然后我们求出了每个点的cut[i]值，即i点被删除，会有cut[i]个儿子树被割出来。如果i是dfs树的非根节点，那么cut[i]== 切除i之后增加的连通分量数目。如果i是dfs树的根节点，那么cut[i]-1才是切除i之后增加的连通分量数目(想想是不是)。

如果原始cut[i]=0,表示i是孤立的一点,此时cut[i]-1=-1.

如果原始cut[i]=1,表示i为根且有一个儿子,此时cut[i]-1=0.

如果原始cut[i]>=2,表示i为根且分割了>=2个儿子,此时cut[i]-1>=1.

我个人理解为cnt[i]为切掉该点新生成的子树个数，为什么要减一呢，因为切掉之后是原本就有原图的那一个连通块包含在里面了，所以减一。

#include <cstdio>
#include <queue>
#include <cstring>
#include <iostream>
#include <cstdlib>
#include <algorithm>
#include <vector>
#include <map>
#include <string>
#include <set>
#include <ctime>
#include <cmath>
#include <cctype>
using namespace std;
#define maxn 100005
#define LL long long
int cas=1,T;
int n,m;
int sum = 0;
int dfs_clock;            //时钟，每访问一个结点增1
vector<int>G[maxn];       //图
int pre[maxn];            //pre[i]表示i结点被第一次访问到的时间戳，若pre[i]==0表示还未被访问
int low[maxn];            //low[i]表示i结点及其后代能通过反向边连回的最早的祖先的pre值
bool iscut[maxn];         //标记i结点是不是一个割点
int cut[maxn];            //切割这个结点后把连通块切成多少份
//求出以u为根节点（u在DFS树中的父节点是fa）的树的所有割点和桥
//初始调用dfs(root,-1)
int dfs(int u,int fa)
{
int lowu=pre[u]=++dfs_clock;
int child = 0;                //子结点数目
for (int i = 0;i<G[u].size();i++)
{
int v = G[u][i];
if (!pre[v])
{
child++;              //未访问过的结点才能算是u的孩子
int lowv = dfs(v,u);
lowu = min(lowu,lowv);
if (lowv >=pre[u])
{
iscut[u]=1;           //u是割点
cut[u]++;
//	if (lowv > pre[u])       //(u,v)边时桥
//		printf("qiao")
}
}
else if (pre[v] <pre[u] && v!=fa)  //v!=fa确保了(u,v)是从u到v的反向边
{
lowu = min(lowu,pre[v]);
}
}
if (fa < 0 && child == 1)
iscut[u]=0;             //若u是根且孩子数<=1，那么u就不是割点
return low[u]=lowu;
}
void init()
{
dfs_clock = 0;
sum=0;
memset(pre,0,sizeof(pre));
memset(iscut,0,sizeof(iscut));
memset(cut,0,sizeof(cut));
for (int i = 0;i<=n;i++)
G[i].clear();
}
int main()
{
while (scanf("%d%d",&n,&m)!=EOF && n)
{
init();
if (m==0)
{
printf("%d\n",n-1);
continue;
}
for (int i = 0;i<m;i++)
{
int u,v;
scanf("%d%d",&u,&v);
G[u].push_back(v);
G[v].push_back(u);
}
int ans = -100;
for (int i = 0;i<n;i++)
{
if (!pre[i])
{
sum++;
dfs(i,-1);
cut[i]--;
}
ans = max(ans,cut[i]);
}
/*	for (int i = 0;i<n;i++)
ans = max(ans,cut[i]);*/
printf("%d\n",ans+sum);
}
//freopen("in","r",stdin);
//scanf("%d",&T);
//printf("time=%.3lf",(double)clock()/CLOCKS_PER_SEC);
return 0;
}

Description

Blackouts and Dark Nights (also known as ACM++) is a company that provides electricity. The company owns several power plants, each of them supplying a small area that surrounds it. This organization brings a lot of problems - it often happens that there is
not enough power in one area, while there is a large surplus in the rest of the country.
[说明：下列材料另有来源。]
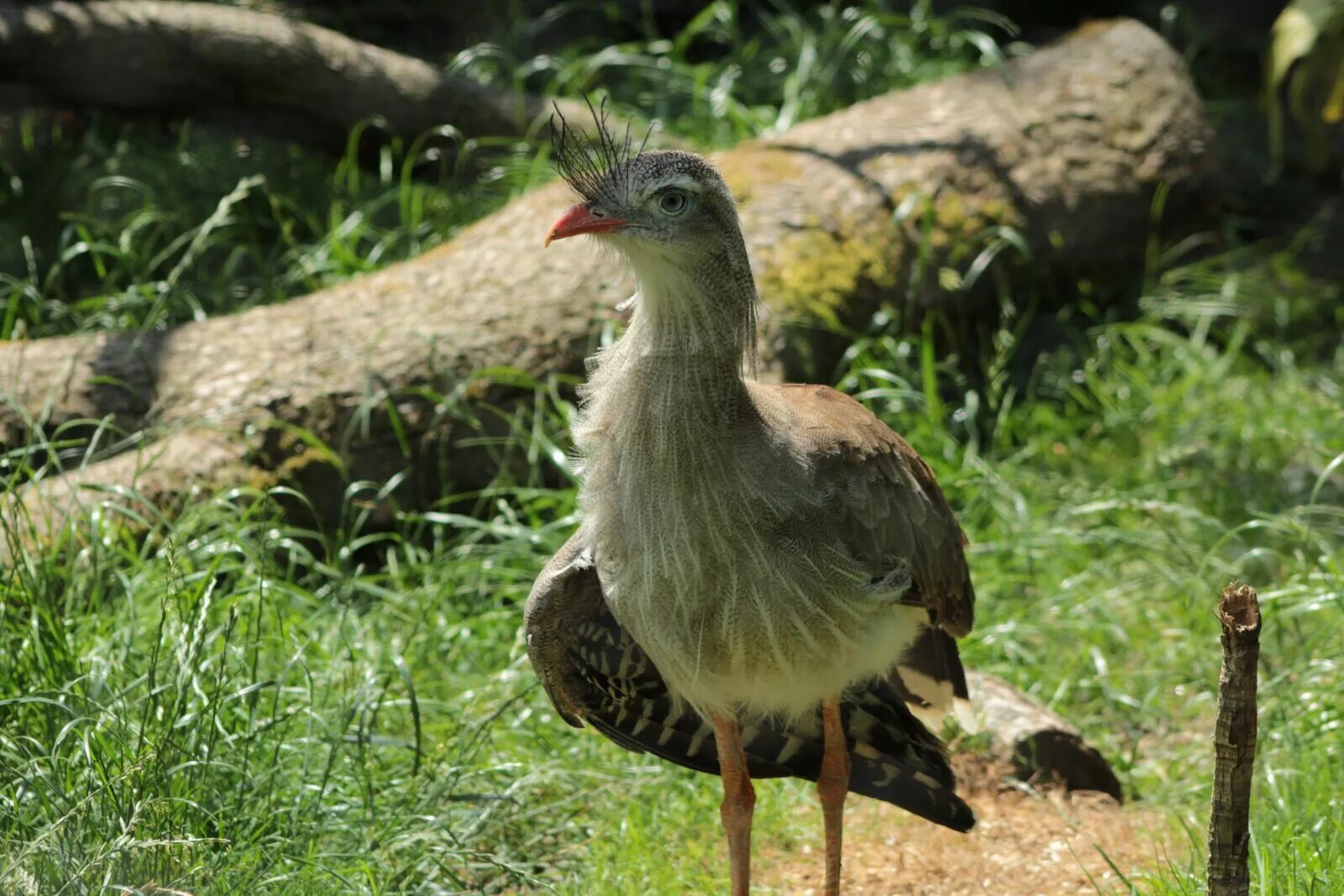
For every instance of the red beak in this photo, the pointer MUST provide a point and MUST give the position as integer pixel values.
(580, 219)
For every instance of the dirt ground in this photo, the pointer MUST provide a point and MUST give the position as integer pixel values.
(1026, 844)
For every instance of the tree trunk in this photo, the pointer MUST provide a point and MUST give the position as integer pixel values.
(1068, 147)
(252, 70)
(1234, 743)
(1039, 745)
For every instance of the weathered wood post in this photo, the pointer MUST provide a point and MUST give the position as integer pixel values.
(1234, 743)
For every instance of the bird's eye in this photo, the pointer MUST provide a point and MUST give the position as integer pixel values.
(674, 202)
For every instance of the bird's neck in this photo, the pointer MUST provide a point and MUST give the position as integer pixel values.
(691, 338)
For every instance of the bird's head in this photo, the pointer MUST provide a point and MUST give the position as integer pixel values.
(647, 204)
(671, 215)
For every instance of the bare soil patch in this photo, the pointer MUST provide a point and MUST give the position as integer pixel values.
(1026, 844)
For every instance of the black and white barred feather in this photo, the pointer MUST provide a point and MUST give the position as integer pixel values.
(597, 674)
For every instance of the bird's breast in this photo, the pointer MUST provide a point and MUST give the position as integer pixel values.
(739, 591)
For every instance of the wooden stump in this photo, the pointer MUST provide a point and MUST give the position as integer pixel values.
(1234, 743)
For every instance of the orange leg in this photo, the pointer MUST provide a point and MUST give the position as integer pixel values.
(832, 786)
(738, 801)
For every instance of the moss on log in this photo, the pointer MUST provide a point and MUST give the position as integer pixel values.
(1068, 145)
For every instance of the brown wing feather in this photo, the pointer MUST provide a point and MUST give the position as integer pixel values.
(596, 673)
(887, 500)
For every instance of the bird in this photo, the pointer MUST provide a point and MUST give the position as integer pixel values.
(765, 580)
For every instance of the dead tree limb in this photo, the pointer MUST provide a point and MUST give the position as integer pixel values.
(1041, 745)
(1068, 147)
(253, 70)
(1234, 743)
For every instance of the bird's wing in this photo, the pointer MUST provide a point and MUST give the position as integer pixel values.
(880, 496)
(596, 673)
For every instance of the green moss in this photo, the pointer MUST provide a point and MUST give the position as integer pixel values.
(817, 271)
(746, 167)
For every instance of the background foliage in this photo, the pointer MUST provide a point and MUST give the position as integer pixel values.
(233, 705)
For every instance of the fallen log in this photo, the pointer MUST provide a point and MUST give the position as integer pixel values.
(253, 70)
(1066, 147)
(1039, 745)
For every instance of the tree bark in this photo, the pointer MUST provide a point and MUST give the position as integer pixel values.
(253, 70)
(1066, 147)
(1234, 743)
(1039, 745)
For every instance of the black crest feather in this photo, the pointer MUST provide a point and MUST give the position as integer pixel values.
(597, 170)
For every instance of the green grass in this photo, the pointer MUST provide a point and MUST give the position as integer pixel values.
(226, 703)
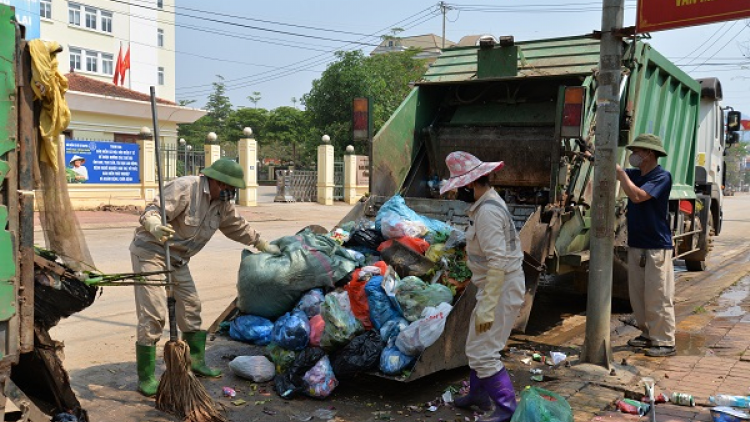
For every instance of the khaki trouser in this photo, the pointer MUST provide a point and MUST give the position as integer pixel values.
(151, 301)
(651, 291)
(483, 350)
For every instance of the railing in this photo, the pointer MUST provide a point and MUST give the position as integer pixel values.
(296, 186)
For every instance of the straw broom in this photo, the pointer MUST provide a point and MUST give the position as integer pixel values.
(180, 392)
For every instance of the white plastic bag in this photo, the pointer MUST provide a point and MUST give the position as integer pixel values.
(256, 368)
(425, 331)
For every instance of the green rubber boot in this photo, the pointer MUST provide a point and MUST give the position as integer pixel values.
(197, 342)
(146, 361)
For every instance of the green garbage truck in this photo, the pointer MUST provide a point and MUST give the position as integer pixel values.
(533, 105)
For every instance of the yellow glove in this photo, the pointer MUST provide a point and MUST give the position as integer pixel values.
(264, 246)
(153, 225)
(484, 311)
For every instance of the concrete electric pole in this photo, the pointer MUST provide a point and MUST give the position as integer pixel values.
(597, 348)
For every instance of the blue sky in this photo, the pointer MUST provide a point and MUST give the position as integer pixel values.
(261, 51)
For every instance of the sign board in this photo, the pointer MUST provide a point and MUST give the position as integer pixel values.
(658, 15)
(363, 170)
(27, 14)
(103, 162)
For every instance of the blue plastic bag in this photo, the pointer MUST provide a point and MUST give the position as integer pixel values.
(382, 309)
(251, 329)
(310, 302)
(291, 331)
(397, 205)
(393, 362)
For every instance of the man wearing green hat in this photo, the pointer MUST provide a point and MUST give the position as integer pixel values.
(650, 271)
(196, 207)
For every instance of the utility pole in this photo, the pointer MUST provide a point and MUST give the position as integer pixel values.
(597, 347)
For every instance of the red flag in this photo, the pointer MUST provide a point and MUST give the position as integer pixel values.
(124, 66)
(116, 77)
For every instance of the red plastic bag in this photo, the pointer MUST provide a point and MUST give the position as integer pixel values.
(358, 300)
(317, 324)
(414, 243)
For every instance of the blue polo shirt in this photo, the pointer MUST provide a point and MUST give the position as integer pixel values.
(648, 221)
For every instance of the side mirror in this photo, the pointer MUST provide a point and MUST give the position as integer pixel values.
(733, 121)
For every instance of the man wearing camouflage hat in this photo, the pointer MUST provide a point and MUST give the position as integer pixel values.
(196, 207)
(650, 271)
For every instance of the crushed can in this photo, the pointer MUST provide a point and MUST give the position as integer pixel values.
(683, 399)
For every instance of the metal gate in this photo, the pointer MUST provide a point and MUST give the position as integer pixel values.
(338, 180)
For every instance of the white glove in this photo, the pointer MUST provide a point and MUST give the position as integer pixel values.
(153, 225)
(264, 246)
(484, 312)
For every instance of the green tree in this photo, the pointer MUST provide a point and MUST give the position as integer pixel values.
(384, 77)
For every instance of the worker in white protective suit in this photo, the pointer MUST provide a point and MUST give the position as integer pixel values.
(196, 207)
(494, 256)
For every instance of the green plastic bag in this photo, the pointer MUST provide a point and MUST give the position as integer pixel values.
(540, 405)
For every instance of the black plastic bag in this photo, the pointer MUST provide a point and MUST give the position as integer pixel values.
(360, 355)
(291, 382)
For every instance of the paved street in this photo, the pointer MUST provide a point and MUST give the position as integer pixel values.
(712, 336)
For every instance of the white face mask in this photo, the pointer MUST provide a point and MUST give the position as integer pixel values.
(635, 160)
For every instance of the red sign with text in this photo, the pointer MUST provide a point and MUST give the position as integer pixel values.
(658, 15)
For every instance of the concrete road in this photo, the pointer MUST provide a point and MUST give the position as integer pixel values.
(99, 342)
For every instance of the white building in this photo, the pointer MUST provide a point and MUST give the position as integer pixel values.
(92, 31)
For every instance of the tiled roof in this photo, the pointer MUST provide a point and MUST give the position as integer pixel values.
(80, 83)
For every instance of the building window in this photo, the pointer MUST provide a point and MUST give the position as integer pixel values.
(106, 21)
(45, 9)
(108, 64)
(91, 61)
(90, 17)
(74, 14)
(75, 59)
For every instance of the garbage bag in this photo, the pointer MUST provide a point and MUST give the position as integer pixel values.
(414, 295)
(317, 325)
(382, 309)
(307, 261)
(256, 368)
(358, 300)
(290, 381)
(394, 226)
(392, 328)
(320, 380)
(251, 329)
(425, 331)
(397, 205)
(393, 362)
(280, 357)
(540, 405)
(340, 325)
(310, 302)
(360, 355)
(291, 331)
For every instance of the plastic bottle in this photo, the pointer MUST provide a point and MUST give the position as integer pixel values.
(728, 400)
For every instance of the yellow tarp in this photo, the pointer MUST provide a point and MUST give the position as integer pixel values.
(49, 87)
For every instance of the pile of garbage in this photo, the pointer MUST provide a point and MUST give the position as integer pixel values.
(368, 296)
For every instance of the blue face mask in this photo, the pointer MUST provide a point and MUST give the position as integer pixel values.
(227, 194)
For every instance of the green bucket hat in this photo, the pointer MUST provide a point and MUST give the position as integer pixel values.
(227, 171)
(648, 141)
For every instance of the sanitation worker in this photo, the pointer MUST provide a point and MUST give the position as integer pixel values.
(196, 206)
(650, 270)
(494, 256)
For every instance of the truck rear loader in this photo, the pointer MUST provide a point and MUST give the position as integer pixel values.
(533, 105)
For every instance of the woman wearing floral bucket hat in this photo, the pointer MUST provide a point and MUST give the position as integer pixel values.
(494, 256)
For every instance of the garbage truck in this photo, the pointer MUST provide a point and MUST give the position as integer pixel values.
(532, 104)
(34, 386)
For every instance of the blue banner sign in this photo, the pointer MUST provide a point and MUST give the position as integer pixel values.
(102, 162)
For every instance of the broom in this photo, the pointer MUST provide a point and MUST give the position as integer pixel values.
(180, 392)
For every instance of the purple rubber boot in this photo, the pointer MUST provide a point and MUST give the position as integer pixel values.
(500, 389)
(476, 397)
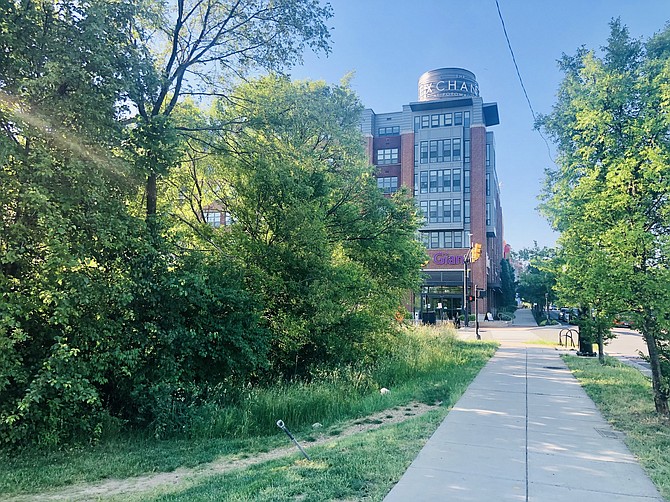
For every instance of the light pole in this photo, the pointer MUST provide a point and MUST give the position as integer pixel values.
(546, 305)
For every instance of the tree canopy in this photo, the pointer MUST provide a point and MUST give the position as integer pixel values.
(608, 195)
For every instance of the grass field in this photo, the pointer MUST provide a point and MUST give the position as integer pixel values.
(624, 396)
(429, 366)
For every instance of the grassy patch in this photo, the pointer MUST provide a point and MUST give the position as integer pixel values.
(427, 366)
(624, 396)
(360, 467)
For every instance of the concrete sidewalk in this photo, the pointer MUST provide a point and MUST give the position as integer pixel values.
(525, 430)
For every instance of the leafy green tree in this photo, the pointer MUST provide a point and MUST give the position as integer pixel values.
(199, 48)
(329, 255)
(538, 279)
(608, 196)
(508, 284)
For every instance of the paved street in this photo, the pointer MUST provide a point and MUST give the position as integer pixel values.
(525, 430)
ACM++ has therefore decided to connect the networks of some of the plants together. At least in the first stage, there is no need to connect all plants to a single network, but on the other hand it may pay up to create redundant connections on critical places
- i.e. the network may contain cycles. Various plans for the connections were proposed, and the complicated phase of evaluation of them has begun.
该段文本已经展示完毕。